Prétendre comme le ministre de l’Intérieur et des Outre-mer : "C'est la République qui a aboli l'esclavage" provoque stupeur et perplexité chez nombre d’historiens. La demi-douzaine de professionnels de la recherche et de l’enseignement en histoire que nous avons consulté s'accordent sur la même chose.
Gilbert Pago, l’un des plus éminents spécialistes de la période esclavagiste nous indique que "ce sont les esclaves de Saint-Domingue (la future Haïti) qui imposent l’abolition en 1793 et conduisent la République à l’abolir en 1794, cinq mois après". Exactement le 4 février 1794, par l’adoption d’un décret par les députés de la Convention.

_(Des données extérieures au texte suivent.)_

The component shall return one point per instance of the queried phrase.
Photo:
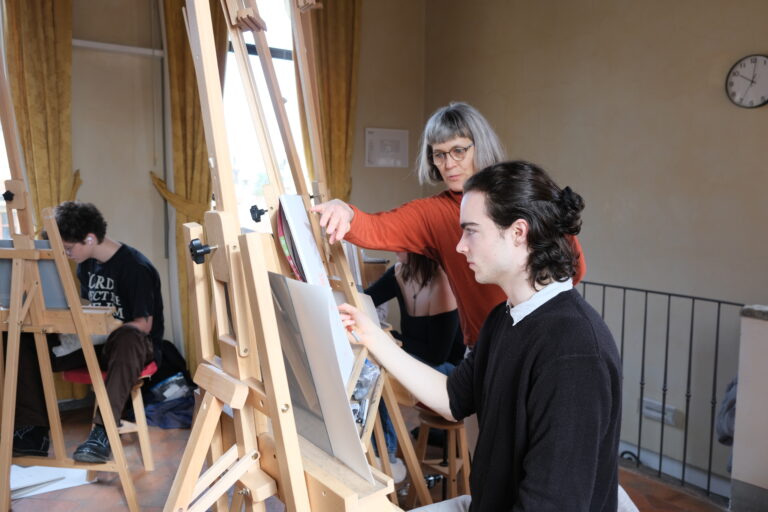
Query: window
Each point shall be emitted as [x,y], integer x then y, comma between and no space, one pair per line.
[248,167]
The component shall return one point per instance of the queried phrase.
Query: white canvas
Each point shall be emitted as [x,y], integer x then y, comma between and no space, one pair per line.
[301,233]
[331,360]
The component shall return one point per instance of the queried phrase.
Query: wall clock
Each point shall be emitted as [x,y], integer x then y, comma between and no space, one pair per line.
[747,82]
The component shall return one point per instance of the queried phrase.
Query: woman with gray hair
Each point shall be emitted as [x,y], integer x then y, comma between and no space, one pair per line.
[457,142]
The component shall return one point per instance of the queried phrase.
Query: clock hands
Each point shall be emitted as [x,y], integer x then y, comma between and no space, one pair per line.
[751,80]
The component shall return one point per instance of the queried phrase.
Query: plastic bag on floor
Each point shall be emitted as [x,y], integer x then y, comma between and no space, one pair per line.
[176,413]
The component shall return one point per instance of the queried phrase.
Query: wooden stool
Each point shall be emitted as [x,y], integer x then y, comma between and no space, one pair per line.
[140,427]
[456,446]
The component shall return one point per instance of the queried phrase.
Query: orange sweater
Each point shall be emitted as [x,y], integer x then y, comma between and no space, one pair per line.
[430,226]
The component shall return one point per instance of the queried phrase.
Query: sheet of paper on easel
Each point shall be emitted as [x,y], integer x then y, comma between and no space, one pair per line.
[330,359]
[304,243]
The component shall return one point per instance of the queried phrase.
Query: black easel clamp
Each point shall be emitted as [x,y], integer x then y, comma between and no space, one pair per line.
[256,213]
[198,250]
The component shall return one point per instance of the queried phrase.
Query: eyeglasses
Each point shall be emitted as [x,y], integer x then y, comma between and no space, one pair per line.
[458,154]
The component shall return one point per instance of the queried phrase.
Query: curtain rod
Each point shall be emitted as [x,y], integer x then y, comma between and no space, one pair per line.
[118,48]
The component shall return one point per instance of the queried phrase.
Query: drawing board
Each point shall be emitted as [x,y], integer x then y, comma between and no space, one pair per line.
[310,326]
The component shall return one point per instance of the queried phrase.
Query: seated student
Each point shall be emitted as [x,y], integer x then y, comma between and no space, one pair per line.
[111,274]
[429,323]
[545,376]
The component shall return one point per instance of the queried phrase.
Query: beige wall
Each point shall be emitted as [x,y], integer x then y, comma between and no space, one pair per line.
[117,130]
[391,95]
[750,451]
[625,102]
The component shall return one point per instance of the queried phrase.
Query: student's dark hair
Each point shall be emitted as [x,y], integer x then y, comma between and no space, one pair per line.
[418,268]
[521,190]
[75,220]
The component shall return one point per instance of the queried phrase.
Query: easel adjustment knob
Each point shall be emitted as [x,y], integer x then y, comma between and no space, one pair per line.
[256,213]
[198,250]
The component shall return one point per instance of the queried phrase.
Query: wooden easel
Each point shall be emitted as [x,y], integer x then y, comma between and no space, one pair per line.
[27,313]
[249,375]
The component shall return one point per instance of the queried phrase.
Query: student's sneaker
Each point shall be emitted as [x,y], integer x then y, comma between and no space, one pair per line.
[31,440]
[95,449]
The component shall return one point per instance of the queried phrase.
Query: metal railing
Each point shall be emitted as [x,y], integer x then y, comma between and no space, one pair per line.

Elsa Juston, professeure en lycée, précise que le premier décret d’abolition l’a été "au désespoir des lobbies esclavagistes". Le second décret d’abolition, en 1848, procède de la même logique. Elle insiste sur le fait qu’il faut tenir compte de la montée en puissance des courants abolitionnistes en France et en Europe, mais aussi de la multiplication des révoltes dans les colonies.
Sans les luttes des esclaves, que serait-il advenu ?
"Pour garder les territoires sous le joug colonial dans un contexte de révolutions nationales et libérales à Paris et en Europe, la deuxième République abolit l’esclavage en 1848" ajoute la présidente de l’association Oliwon Lakaraib, qui vulgarise sur les réseaux sociaux la connaissance de notre environnement.
Sa consoeur Elisabeth Landi a pour habitude d’insister sur l’implication des acteurs sociaux dans leur émancipation. "Sur le plan scientifique, il est faux de dire que c’est la seule République qui a aboli l’esclavage". Cette historienne met en avant l’importance de la résistance des esclavisés. Ce qui nous semble évident, mais pas partout.
Ainsi, Abel Louis, président de la Société d’Histoire de la Martinique, rappelle que "certains membres des gouvernements passés ont reconnu tardivement le rôle des esclavisés dans la dernière ligne droite de cette lutte pour l’émancipation".
Une sous-estimation de la résistance
Le ministre minimise les conditions dans lesquelles cet événement s’est produit, selon Sylvie Meslien, dont la thèse de doctorat a été consacrée aux habitations sucreries. Pour comprencre la décision du gouvernement républicain, elle met en exergue l’abolition anglaise de 1833 ou encore l’obsolescence du modèle économique des plantations. Sans négliger les lois votées à l’initiative du ministre des Colonies le baron Mackau accordant une aide financière aux esclaves pour se racheter.
"La République a aboli l’esclavage, ce qui est politiquement et juridiquement exact", estime Elisabeth Landi, en insistant sur le rôle des esclaves dans leur libération. En ajoutant : "la Troisième République a poursuivi, développé intensifié les politiques de colonisation avec tout ce que cela comporte comme crimes, destructions, domination, discriminations et injustices".
Pour sa part, Rolande Bosphore qualifie de révisionnistes les propos du ministre. "La République n’est pas la principale actrice de l’abolition ; elle a même fait très mal, en ne reconnaissant pas les esclavagisés comme victimes et ne leur a pas donné un cadre de vie pour évoluer" selon cette spécialiste des luttes sociales.
Manifestement, notre ministre de l’Intérieur et des Outre-mer a quelques livres à réviser, bien qu’il ait prétendu le contraire lors de la séance des questions orales au gouvernement, ce mardi 7 février. Manière d’illustrer une fois de plus, le dialogue de sourds entre le centre et la périphérie.